Main content area

Data mining for discovery of endophytic and epiphytic fungal diversity in short-read genomic data from deciduous trees

LaBonte, Nicholas R., Jacobs, James, Ebrahimi, Aziz, Lawson, Shaneka, Woeste, Keith
Fungal ecology 2018 v.35 pp. 1-9
Castanea, DNA, DNA barcoding, Juglans, Ulmus, bioinformatics, community structure, databases, endophytes, epiphytes, fungal communities, fungi, genome, genomics, high-throughput nucleotide sequencing, internal transcribed spacers, proteins, ribosomal RNA, symbionts, trees
High-throughput sequencing of DNA barcodes, such as the internal transcribed spacer (ITS) of the 16s rRNA sequence, has expanded the ability of researchers to investigate the endophytic fungal communities of living plants.

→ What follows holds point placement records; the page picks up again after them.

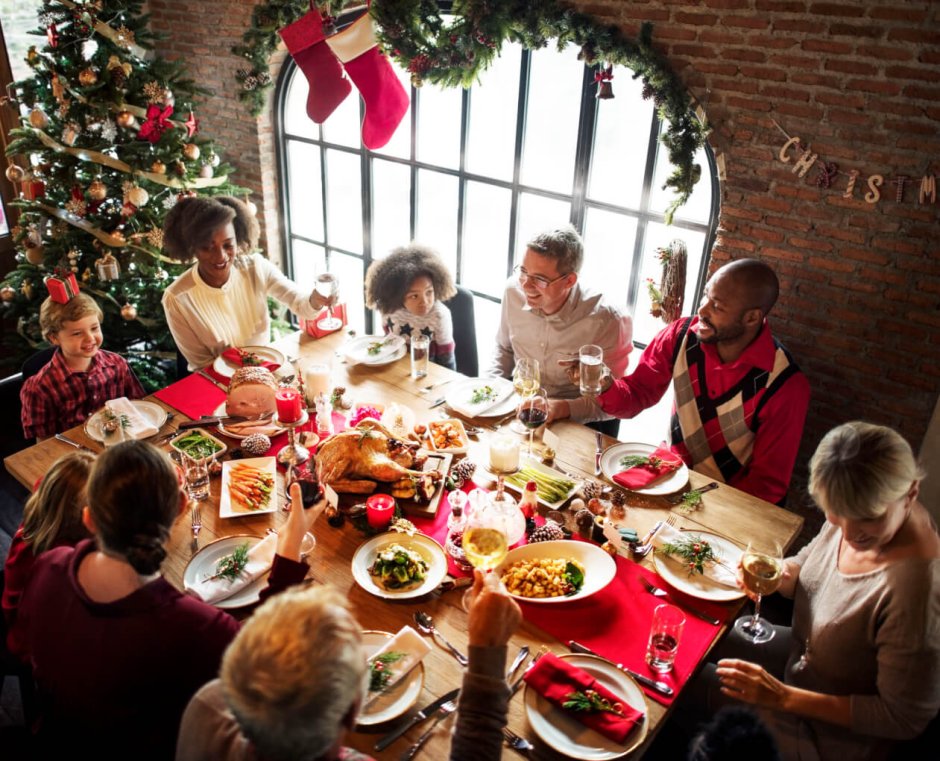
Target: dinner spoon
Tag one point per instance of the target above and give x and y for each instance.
(425, 625)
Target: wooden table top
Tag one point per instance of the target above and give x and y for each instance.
(727, 511)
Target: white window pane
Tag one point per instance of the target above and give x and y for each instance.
(296, 121)
(342, 126)
(621, 138)
(400, 144)
(305, 190)
(645, 326)
(552, 119)
(698, 207)
(390, 205)
(439, 112)
(437, 215)
(349, 271)
(494, 103)
(538, 214)
(343, 201)
(609, 239)
(486, 238)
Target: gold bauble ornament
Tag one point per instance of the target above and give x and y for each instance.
(124, 119)
(97, 191)
(38, 118)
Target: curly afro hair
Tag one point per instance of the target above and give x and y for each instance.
(388, 279)
(191, 223)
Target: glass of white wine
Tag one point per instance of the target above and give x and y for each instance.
(762, 570)
(328, 287)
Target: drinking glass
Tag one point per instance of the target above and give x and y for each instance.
(533, 412)
(762, 569)
(328, 287)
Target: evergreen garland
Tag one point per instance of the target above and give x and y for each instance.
(456, 52)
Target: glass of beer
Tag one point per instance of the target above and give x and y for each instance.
(762, 571)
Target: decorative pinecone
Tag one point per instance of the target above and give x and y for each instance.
(256, 444)
(549, 532)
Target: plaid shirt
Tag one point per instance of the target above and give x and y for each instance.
(57, 398)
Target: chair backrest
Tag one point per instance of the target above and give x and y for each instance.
(465, 332)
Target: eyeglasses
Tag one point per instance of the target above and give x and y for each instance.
(538, 281)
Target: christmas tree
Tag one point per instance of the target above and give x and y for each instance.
(109, 142)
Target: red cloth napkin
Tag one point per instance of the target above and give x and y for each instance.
(555, 679)
(615, 623)
(236, 357)
(640, 476)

With a large and growing database of complete fungal genomes, it may be possible to utilize portions of fungal symbiont genomes outside conventional marker sequences for community analysis of short-read data. We designed a bioinformatics pipeline to identify putative fungal coding sequences from 100 bp Illumina reads of DNA extracted from several angiosperm species (Castanea, Juglans, and Ulmus). Reads remaining after a two-step filtering process made up a small fraction of total reads (2–100 putative fungal reads per 10,000 plant reads) and were assigned to fungal genera and orders based on similarity to proteins from complete fungal genomes. Some of the taxa identified are known to be ubiquitous class 2 endophytes. We detected some differences in endophyte community composition based on ITS sequence data versus results from the short-read pipeline, particularly among Ulmus. ITS results in Juglans and Castanea, however, closely reflected results from the short-read pipeline, and both methods portrayed similar intergeneric differences in endophyte community composition.